In other action Monday, the Senate passed and sent to the House:
SB6188, increasing penalties for sex offenders who fail to register with a county sheriff from one year to five years. Legislative analysts estimate that 20 percent of sex offenders fail to register, and nearly half don’t reside where they are registered.
SB6699, giving employers immunity from civil liability when they respond to job reference queries. The bill passed 31-18.
The state’s top business associations said many employers only reveal limited information about workers due to fear of lawsuits. Labor organizations oppose the measure, saying workers face the risk of retaliation, reckless statements or incomplete information about injury or illness.
SB6242, creating an endowment for Washington state universities and community colleges. The schools could tap earnings from the endowment if they can match the grant with private donations.

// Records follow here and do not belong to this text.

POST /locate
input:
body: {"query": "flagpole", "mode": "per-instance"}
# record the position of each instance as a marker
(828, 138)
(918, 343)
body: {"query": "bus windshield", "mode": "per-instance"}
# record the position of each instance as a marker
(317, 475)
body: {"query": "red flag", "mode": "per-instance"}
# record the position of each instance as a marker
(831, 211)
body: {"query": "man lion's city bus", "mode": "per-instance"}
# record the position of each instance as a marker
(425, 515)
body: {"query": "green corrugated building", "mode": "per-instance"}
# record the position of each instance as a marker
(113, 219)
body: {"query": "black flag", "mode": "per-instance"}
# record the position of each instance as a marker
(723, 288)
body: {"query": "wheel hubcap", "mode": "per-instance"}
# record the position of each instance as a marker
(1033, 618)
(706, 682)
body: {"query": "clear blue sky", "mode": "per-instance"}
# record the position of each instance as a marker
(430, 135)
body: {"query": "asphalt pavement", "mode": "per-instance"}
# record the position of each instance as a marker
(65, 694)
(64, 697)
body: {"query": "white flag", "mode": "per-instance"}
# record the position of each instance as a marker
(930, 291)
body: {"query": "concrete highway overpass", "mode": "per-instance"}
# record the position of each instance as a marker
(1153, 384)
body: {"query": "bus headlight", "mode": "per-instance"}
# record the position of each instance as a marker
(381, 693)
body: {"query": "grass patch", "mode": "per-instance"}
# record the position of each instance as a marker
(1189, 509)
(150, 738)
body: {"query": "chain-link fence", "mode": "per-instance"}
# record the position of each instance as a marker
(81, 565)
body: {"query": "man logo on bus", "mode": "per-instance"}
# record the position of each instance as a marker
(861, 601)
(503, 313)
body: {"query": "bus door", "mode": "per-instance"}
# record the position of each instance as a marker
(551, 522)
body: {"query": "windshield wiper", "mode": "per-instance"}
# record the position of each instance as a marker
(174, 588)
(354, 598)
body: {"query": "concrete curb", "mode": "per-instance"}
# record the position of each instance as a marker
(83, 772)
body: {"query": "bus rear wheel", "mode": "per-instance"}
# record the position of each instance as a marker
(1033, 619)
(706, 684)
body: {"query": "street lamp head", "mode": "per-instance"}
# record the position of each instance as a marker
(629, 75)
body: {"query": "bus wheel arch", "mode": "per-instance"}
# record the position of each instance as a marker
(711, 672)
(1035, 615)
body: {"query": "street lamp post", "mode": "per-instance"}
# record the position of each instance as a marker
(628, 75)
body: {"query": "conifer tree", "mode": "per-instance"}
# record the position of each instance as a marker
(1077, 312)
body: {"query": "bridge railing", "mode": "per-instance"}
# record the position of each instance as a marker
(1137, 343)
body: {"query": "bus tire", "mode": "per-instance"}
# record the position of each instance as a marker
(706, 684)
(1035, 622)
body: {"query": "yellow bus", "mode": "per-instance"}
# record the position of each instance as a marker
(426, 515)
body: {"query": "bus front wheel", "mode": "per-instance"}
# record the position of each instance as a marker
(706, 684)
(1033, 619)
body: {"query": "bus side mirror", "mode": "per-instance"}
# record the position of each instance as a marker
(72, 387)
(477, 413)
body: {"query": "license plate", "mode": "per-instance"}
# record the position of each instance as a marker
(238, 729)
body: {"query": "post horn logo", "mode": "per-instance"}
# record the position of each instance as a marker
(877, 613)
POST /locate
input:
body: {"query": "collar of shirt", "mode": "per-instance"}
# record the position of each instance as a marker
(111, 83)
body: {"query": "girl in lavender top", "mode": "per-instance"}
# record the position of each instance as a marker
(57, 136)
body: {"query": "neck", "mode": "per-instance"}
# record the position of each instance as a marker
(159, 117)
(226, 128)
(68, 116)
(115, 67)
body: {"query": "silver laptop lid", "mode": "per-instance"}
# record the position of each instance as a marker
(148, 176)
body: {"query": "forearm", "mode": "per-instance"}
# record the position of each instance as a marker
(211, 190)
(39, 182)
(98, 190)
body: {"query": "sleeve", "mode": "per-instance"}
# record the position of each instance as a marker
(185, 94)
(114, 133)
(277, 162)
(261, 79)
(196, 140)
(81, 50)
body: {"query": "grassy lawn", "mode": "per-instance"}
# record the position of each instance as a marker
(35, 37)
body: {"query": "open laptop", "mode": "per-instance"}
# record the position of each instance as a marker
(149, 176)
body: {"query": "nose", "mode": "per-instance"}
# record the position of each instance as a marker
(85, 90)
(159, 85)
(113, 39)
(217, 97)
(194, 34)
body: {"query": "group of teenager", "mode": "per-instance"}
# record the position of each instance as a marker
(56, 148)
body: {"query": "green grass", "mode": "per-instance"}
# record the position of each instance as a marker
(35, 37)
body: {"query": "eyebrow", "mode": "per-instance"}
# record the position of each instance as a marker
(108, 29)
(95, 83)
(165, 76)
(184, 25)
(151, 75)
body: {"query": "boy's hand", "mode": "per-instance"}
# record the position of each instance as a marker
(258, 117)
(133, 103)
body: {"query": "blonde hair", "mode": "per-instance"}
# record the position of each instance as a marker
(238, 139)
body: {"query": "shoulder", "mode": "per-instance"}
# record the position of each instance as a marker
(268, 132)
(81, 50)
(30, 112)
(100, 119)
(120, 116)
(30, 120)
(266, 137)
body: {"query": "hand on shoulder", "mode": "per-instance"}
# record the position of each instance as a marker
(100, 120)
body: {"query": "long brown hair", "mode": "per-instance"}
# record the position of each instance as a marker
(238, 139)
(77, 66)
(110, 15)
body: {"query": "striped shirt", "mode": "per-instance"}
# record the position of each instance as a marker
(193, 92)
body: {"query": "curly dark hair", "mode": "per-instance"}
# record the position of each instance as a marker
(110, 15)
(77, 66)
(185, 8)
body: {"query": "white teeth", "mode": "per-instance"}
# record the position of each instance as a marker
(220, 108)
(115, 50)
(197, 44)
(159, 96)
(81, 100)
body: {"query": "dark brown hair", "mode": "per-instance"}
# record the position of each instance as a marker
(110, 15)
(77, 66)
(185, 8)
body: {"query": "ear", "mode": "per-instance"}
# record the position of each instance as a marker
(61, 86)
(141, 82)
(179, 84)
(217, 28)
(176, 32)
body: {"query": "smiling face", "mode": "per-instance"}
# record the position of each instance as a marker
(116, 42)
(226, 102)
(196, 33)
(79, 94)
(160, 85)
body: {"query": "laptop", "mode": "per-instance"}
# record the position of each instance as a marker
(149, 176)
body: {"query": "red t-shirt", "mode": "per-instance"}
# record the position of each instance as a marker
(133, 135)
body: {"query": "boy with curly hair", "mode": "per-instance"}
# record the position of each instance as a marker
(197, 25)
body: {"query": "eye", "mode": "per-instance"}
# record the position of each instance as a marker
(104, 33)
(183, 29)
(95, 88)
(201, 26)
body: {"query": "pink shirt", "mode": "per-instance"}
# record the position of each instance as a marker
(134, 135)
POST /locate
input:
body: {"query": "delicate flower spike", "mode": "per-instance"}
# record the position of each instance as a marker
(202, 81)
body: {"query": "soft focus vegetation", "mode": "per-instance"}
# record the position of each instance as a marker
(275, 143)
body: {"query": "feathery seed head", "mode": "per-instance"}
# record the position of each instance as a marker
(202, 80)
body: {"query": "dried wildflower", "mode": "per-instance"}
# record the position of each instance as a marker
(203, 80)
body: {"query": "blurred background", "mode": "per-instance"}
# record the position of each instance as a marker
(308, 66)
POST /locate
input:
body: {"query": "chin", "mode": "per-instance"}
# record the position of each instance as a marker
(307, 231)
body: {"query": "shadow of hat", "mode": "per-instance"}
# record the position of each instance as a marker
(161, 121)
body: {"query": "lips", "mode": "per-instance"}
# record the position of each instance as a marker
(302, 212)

SB6560, requiring utility regulators to study the effect of deregulating the electricity industry so consumers have a choice of providers. Supporters and foes agree that more information is needed by next year, when the Legislature expects to consider a proposal to introduce competition in the electricity industry.
SB6190, increasing penalties for people who abuse the use of disabled parking permits. The bill passed unanimously and was sent to the House, which has approved a similar measure.
Among measures the House sent the Senate:
HB2496, creating more tools to aid in the recovery of depleted wild salmon runs, including establishment of regional boards to develop salmon recovery plans, creation of a schedule for recovery of various salmon runs, based on a number of criteria, and creation of a new “salmon recovery office” under the governor. Passed 98-0.